So basically it's a Node.js app built in CoffeeScript. I'm using node-twitter-
api to subscribe to the bot's twitter notifications
([https://bitbucket.org/sparklinlabs/gdevbot/src/tip/app.coffe...](https://bitbucket.org/sparklinlabs/gdevbot/src/tip/app.coffee?at=default#cl-276)).

Whenever a tweet arrives, I check various stuff (is it a retweet? are multiple
people mentioned? more than one hashtag?) to decide whether it's a command or
it should just be ignored. If all checks out, I parse the tweet's text
([https://bitbucket.org/sparklinlabs/gdevbot/src/tip/app.coffe...](https://bitbucket.org/sparklinlabs/gdevbot/src/tip/app.coffee?at=default#cl-16))
into a command and relay it to the backend for processing
([https://bitbucket.org/sparklinlabs/gdevbot/src/tip/lib/backe...](https://bitbucket.org/sparklinlabs/gdevbot/src/tip/lib/backend.coffee#cl-142)).

Images are validated & their size clamped using a node graphics-magick module.
Emoji scripts are parsed using a custom parser I cobbled together
([https://bitbucket.org/sparklinlabs/gdevbot/src/tip/public/js...](https://bitbucket.org/sparklinlabs/gdevbot/src/tip/public/js/parseScript.coffee))
and JavaScript comes out on the other end.

The tiny game engine works with actors (or game objects in Unity3D parlance,
it's very similar except 2D-only), they can have components (an image, one or
more scripts) on them and can be parented to one another.

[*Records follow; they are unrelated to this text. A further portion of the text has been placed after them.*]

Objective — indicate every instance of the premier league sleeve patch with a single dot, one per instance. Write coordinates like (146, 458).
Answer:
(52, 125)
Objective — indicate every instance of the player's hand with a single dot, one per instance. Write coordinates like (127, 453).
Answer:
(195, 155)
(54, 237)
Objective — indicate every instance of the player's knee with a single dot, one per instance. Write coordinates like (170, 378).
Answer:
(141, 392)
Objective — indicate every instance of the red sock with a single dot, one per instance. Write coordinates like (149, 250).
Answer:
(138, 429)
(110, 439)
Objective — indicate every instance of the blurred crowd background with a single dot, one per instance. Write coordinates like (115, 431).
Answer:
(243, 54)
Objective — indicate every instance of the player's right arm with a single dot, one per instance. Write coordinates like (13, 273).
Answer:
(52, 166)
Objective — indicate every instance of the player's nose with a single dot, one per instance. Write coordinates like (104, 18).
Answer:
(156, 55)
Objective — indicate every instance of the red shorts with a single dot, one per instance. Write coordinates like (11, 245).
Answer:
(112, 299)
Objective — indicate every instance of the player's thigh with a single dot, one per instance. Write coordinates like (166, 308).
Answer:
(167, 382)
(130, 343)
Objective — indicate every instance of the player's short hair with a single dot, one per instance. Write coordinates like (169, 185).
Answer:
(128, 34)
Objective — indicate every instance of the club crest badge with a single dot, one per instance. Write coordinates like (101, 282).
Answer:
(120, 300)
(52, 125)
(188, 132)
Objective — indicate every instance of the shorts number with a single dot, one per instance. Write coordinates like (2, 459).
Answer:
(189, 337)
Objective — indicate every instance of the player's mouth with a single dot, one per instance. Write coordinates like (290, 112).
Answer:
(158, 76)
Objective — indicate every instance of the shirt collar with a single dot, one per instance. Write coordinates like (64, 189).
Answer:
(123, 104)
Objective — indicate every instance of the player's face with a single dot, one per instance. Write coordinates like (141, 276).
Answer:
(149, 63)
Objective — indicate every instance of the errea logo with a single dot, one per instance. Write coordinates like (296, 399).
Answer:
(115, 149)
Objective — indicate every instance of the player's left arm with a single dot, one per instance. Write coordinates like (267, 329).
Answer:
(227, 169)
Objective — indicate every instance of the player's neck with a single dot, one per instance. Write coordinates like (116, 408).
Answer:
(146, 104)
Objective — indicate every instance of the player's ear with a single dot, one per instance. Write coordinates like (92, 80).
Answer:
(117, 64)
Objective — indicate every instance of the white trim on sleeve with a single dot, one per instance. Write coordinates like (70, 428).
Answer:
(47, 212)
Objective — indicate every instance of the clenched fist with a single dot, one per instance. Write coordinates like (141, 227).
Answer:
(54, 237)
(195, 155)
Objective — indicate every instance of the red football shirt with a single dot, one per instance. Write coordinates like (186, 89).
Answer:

I've been building a cooperative game-making platform called CraftStudio
([http://craftstud.io/](http://craftstud.io/)) for the past 2-3 years and
@gdevbot was just a kind of crazy "why the hell not" project inspired by all
that work that I decided to build a couple weeks ago.

------
hayksaakian
There should be a game jam with this system as the theme